To test the above hypotheses we designed the study as follows. We operate in an area with recent BCSAs. We select a random sample of people who opened an account (group A) and a random sample of people who did not. That second sample (of people without account) is subject to the first treatment: we give an account to two third of them. After this first treatment, we are left with three groups: A – already had an account, B – received a new account, and C – did not have an account and is not offered one.
The second treatment in the experiment is a randomization of the way the weekly compensation is paid. Half of the respondents with a BCSA account receive Rs150 directly on their account (treated), while the others receive it in cash (control).
We now have 5 different groups: Ac had an account and is paid cash, Aa had an account and is paid on it, Bc just received an account and is paid cash, Ba just received an account and is paid on it, C does not have an account and is paid cash. The comparison between these five groups will provide clear information on the impacts of the different steps of the financial inclusion process.
The first randomization, providing bank accounts to people who initially did not self-select into the new banking system, has two main goals:
- Measuring the first step of the process: having a bank account versus not having one
- Evaluating the importance of the initial self-selection. Existing studies suffer from the caveat that they only observe impacts on the pool of self-selected individuals (corresponding to our group A). Those impacts may not be representative of what a large scale financial inclusion plan (with accounts opened for everyone) would achieve.
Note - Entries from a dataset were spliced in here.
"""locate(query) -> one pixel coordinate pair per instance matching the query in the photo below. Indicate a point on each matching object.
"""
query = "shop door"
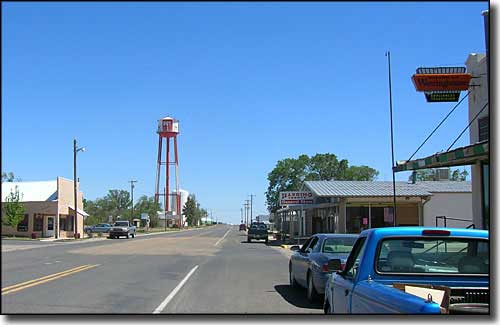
(50, 227)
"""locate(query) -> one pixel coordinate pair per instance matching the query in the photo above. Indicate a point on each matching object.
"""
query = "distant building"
(50, 210)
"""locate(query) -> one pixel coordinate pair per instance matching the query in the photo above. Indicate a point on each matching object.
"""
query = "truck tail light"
(436, 232)
(324, 267)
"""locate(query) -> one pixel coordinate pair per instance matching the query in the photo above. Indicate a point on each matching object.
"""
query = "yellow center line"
(35, 282)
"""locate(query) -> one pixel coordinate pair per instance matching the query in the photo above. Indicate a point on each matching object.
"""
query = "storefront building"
(49, 209)
(353, 206)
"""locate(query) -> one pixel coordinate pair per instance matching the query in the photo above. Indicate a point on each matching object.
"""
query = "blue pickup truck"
(455, 261)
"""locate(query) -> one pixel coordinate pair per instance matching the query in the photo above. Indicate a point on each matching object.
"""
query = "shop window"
(63, 223)
(70, 223)
(38, 223)
(483, 125)
(382, 217)
(357, 219)
(23, 225)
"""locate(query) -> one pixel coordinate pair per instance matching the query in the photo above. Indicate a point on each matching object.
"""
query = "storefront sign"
(388, 215)
(296, 197)
(437, 96)
(441, 82)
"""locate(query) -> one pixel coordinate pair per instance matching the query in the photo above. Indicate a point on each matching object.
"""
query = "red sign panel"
(441, 82)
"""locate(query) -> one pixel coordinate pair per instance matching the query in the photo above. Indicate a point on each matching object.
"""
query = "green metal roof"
(467, 155)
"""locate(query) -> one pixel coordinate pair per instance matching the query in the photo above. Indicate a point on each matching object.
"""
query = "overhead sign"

The second randomization (cash versus account) aims at measuring the second step of the financial inclusion process: going from having a bank account but receiving cash payments, to having a bank account and being paid on that account. Importantly, given that (i) all respondents have an account (in groups A and B); (ii) there is no direct cost in depositing or withdrawing; (iii) all respondents in a village receive their compensation at the same location, close to the BCSA; we can attribute the treatment effect to the ‘default option’ described above.
One month after the last week of interviews of phase 1, we will re-start the weekly surveys for an additional period of four weeks. During these weeks, we will compensate everyone in cash as to test whether the initial treatments have impacts that last in the medium term.